Bernedino is not alone in her problems with the agency. The city Bureau of Consumer Affairs, the state Department of Labor and the state attorney general’s office are all investigating the agency in response to charges of fraud and misrepresentation made by six of the placement agency’s former employees and contractors. They claim the agency owes them between $1,750 and $21,000 in unpaid wages and from credit card and social security fraud, promised employment opportunities, and stolen jewelry.

“They don’t keep a record, they will just issue a check whenever they want,” said Bernedino.

Gloria Estabillo, owner of the 14-year-old agency, firmly denies almost all of the charges (she does admit to owing Bernedino $5,600).

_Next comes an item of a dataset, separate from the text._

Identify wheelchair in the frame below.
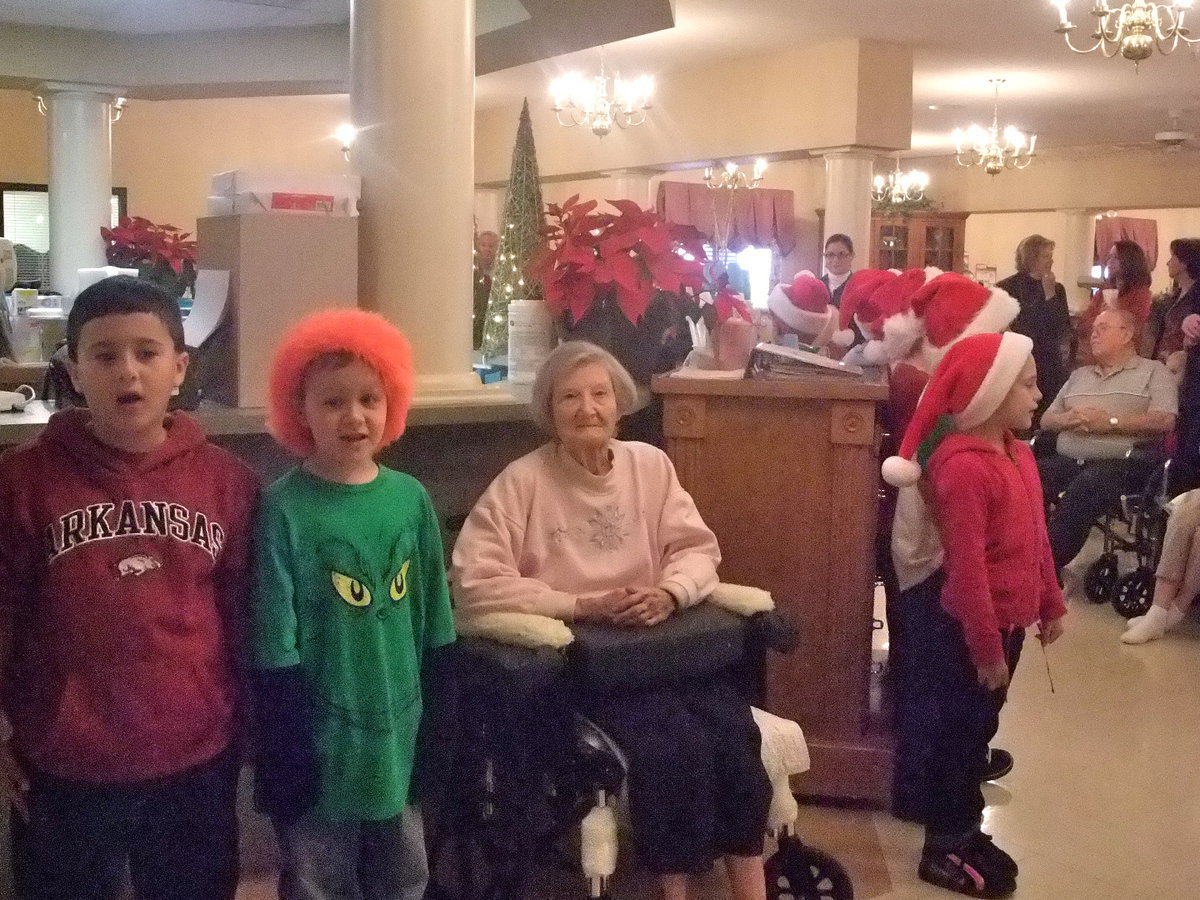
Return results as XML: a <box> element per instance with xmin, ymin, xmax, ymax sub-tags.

She said pending investigations prohibited her from commenting further.

In the meantime, the Filipino Workers Center, an advocacy group, has organized weekly protests outside the agency headquarters at 104 East 40th Street to keep on the pressure. “We want to stop them from continuing to swindle people,” said organizer Amanda Vender, whose efforts have received the support of the New York City Central Labor Council and state Assemblymember Richard Gottfried.

For some observers, the case is nothing new. The business of exploiting immigrant workers is something “we definitely have to deal with regularly,” said Jose Peralta of the Labor Council. “When we reach out, we try to make them know nothing’s really gong to happen to them.”